Delegation Model Foundation
- Do not use any Microsoft built-in groups if it can be helped. Attackers go after those groups because they are the most commonly used.
- Remove groups like “Domain Admins” from local administrator on all non-domain controllers
- Split the entire enterprise administration into tiers with assets featuring higher sensitivities towards the top and workstations at the bottom. (See the Pyramid of Delegation below.)
- A great starting structure is a three-tiered approach. Domain Controllers and equally sensitive systems (Ex: Privileged Access Workstations) in Tier 0, Servers in Tier 1, and all others in Tier 2. Some network owners may opt for more than three tiers and this foundation will support.
- Administrators in each tier will only have access to systems in their tier. Access should never cross a tier boundary.
- Ex: Domain Administrator should not be allowed to log on to any workstation except those identified in Tier 0 that are used for domain level administration.
- Document authorized users in sensitive administration groups
- Ex: A document signed by management level X states that Jon, Bob, Jill, and Service Account X are the only authorized members of “Domain Admins”.
- Never issue privileges directly to a single user.

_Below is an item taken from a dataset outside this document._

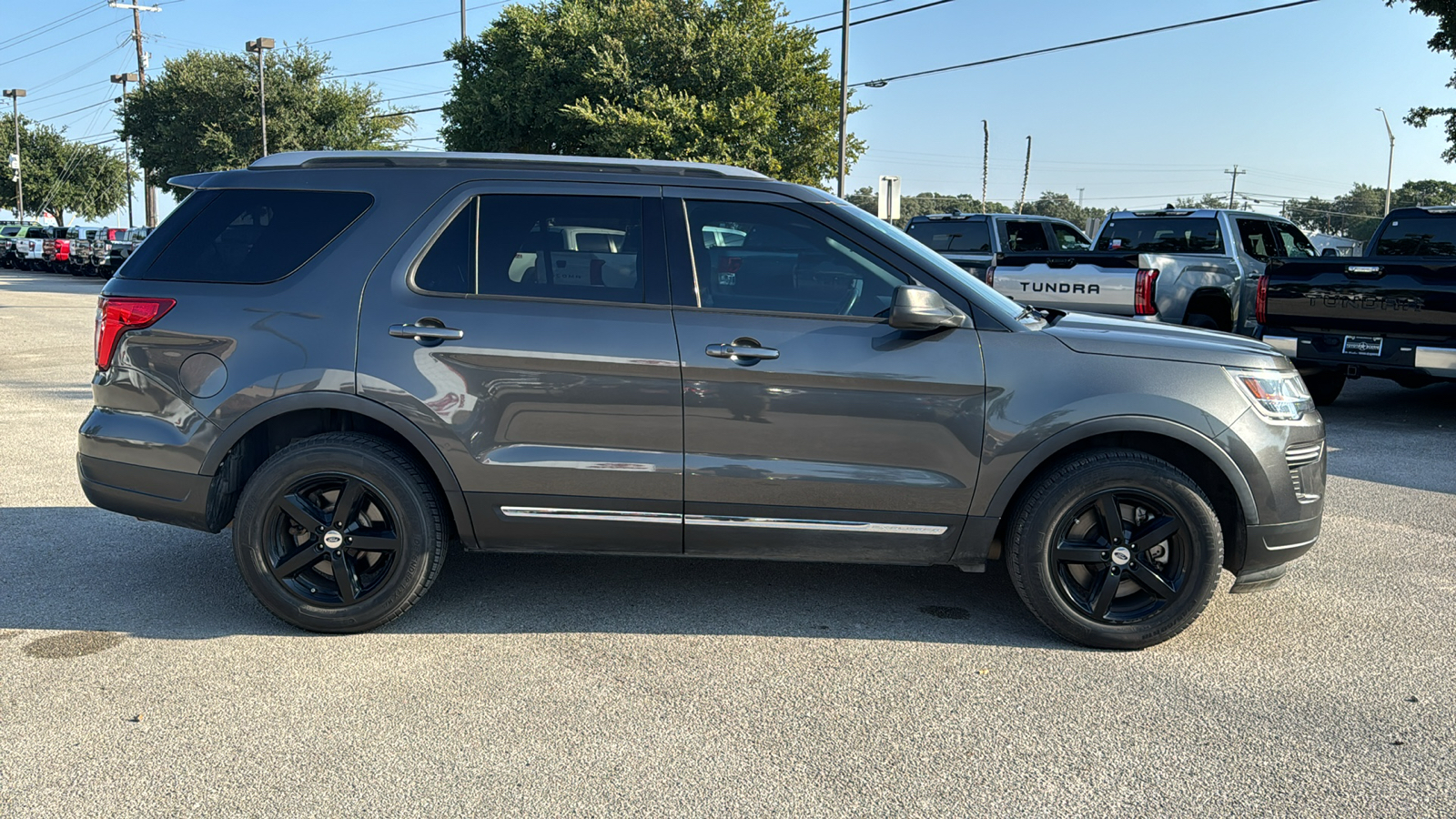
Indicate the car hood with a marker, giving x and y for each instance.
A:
(1107, 336)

Use role based administration with groups and add the user to the group. Document what permissions that group has and who the authorized members are.
- Ex: Instead of adding CEO Steve to the administrators group on his laptop, add the “CEO Exempted” group to administrators and enroll CEO Steve into the “CEO Exempted” group.

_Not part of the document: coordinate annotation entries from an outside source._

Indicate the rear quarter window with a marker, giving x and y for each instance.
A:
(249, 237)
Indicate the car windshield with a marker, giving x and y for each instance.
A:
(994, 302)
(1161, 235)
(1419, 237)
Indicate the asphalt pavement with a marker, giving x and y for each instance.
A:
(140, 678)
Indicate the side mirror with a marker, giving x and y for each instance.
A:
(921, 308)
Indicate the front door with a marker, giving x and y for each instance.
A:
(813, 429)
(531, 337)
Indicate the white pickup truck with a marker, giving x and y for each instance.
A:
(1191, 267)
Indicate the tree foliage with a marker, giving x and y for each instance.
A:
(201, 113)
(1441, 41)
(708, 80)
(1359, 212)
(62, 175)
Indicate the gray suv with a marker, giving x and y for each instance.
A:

- Review and relinquish privileges as often as possible. Formalize the process to happen every few months.
- Privileges should not be granted and forgotten. Proactively combing through active directories for obsolete permissions will help remove threats of forgotten accounts.
- This is where network defenders and auditors can compare sign authority documents (Bullet #3) against what exists in the active directory.
Pyramid of Delegation
These five bullet points are just the start of formalizing delegation models; the process can be as simple or complex as desired. (I only listed these points as a starting point, as it will take a significant effort to simply put these in place when a network owner is starting from scratch.) Linked below is the official Microsoft theory of delegation models which provides a lot more detail on how to formalize this process. (The article covers situations such as legitimate uses of crossing a tier boundary under the right security configuration and more.) Again, the steps I provided are a general, fundamental approach necessary to getting an organization started.
(The first time I saw an illustration of a delegation model, it was represented in a pyramid shape. I liked it so much, that I decided to share it with you. In the “Pyramid of Delegation,” Tier 0 sits at the top with the fewest assets, and each additional tier features additional elements with most of the network, including workstations, residing in the bottom tier.)